Could low progesterone be causing my symptoms rather than high oestrogen?

Yes — this is often the more accurate description. In many cases, oestradiol is within the normal range, but progesterone is inadequately low, creating relative oestrogen dominance without absolute oestrogen excess. This pattern is particularly common in women with anovulatory cycles, high stress levels (where cortisol competes for the progesterone precursor), or in perimenopause when ovulation becomes irregular. The oestradiol-to-progesterone ratio captures this regardless of whether oestradiol is high or progesterone is low — making the ratio more informative than either value alone.

Can natural progesterone supplementation help?

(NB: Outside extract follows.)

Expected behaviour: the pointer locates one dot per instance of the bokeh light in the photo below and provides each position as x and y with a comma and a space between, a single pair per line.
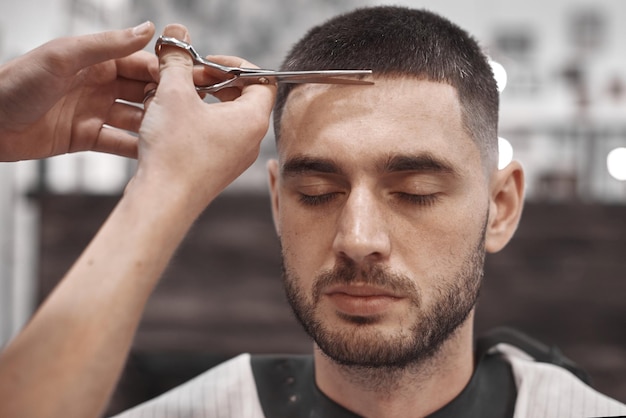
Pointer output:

Bioidentical progesterone supplementation (available as Utrogestan in the UK on prescription, or as regulated topical creams) is used by some women and practitioners to address luteal phase insufficiency or oestrogen dominance symptoms. Whether this is appropriate depends on your clinical picture, confirmed deficiency, and prescribing physician’s assessment. This panel provides the objective data needed for that conversation. Do not start progesterone supplementation without medical guidance — inappropriate use can affect cycle timing and interfere with fertility. Please share your results with your GP or a menopause or hormone specialist.